La nitidezza è davvero eccellente. Sia  a tutta apertura che alle focali più lunghe. Al centro lo si può considerare addirittura meglio del Nikkor AF-S 70-300 f4.5-5.6 VR o del Canon EF 70-300 f4-5.6 IS USM di pari caratteristiche. Ai bordi, soprattutto alle lunghe focali, trova comunque un ottimo contrasto.

 

 

NATURE 15Ho provato la resa in controluce  e devo dire che i rislutati sono molto buoni per una lente da €400 (come si può notare nella foto accanto)! Il flare c’è, soprattutto in condizioni critiche ed estreme come il sole diretto nell’inquadratura. Ma è tutto sommato accettabile e il lungo paraluce fornito riesce a dare un mano!

Il contrasto e la resa cromatica sono di livello professionale. Ho riscontrato in alcuni scatti un po’di aberrazione cromatiche, ma facilmente correggibili in post produzione.

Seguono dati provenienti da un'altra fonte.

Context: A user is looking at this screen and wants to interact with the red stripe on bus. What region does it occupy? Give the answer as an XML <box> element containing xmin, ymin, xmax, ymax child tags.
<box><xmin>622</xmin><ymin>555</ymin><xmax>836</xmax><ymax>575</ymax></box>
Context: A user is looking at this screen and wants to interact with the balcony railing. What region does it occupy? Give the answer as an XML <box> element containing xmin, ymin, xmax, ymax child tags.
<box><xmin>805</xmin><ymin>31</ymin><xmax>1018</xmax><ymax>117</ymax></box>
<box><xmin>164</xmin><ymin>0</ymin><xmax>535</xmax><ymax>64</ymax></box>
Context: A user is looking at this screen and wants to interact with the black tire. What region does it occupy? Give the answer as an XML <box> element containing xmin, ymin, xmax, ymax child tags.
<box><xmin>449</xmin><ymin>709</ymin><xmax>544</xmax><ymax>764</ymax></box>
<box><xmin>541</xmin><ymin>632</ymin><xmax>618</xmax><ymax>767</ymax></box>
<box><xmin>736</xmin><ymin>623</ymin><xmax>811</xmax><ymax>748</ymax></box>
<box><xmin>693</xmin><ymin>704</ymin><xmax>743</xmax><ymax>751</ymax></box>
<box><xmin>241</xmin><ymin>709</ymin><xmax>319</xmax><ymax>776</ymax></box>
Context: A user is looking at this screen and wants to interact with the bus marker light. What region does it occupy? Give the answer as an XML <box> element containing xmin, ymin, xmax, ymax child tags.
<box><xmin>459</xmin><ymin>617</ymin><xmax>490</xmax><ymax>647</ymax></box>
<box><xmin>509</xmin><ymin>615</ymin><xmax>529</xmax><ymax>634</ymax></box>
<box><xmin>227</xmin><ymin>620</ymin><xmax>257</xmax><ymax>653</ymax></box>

Non è una lente molto luminosa (apertura massima f4 – 5.6; apertura minima f32 – 45) ma grazie al suo ottimo stabilizzatore di immagini VC (Vibration Compensation) si è in grado di ottenere ottimi scatti nitidi anche in condizioni di scarsa luce.

Tamron 70-300 VC USD

 

Il bokeh è molto buono. Si ottengono immagini coinvolgenti e si riescono ad evidenziare bene i soggetti.

Infine la lente frontale ha un diametro di 62mm e si possono montare filtri.

 

 

In conclusione:

Ormai non si possono più solamente considerare gli obiettivi delle case-madri dei propri corpi macchina. Anzi, grazie a questi nuovi prodotti, sono sempre più presenti alternative validissime a costi anche inferiori che di certo non fanno rimpiangere gli obiettivi più blasonati.
Questo è uno di quei casi.
Certo non bisogna però generalizzare, in quanto tutt’ora esistono alcuni master-piece inarrivabili per qualità, nitidezza e caratteristiche che non temono confronti con nessuno.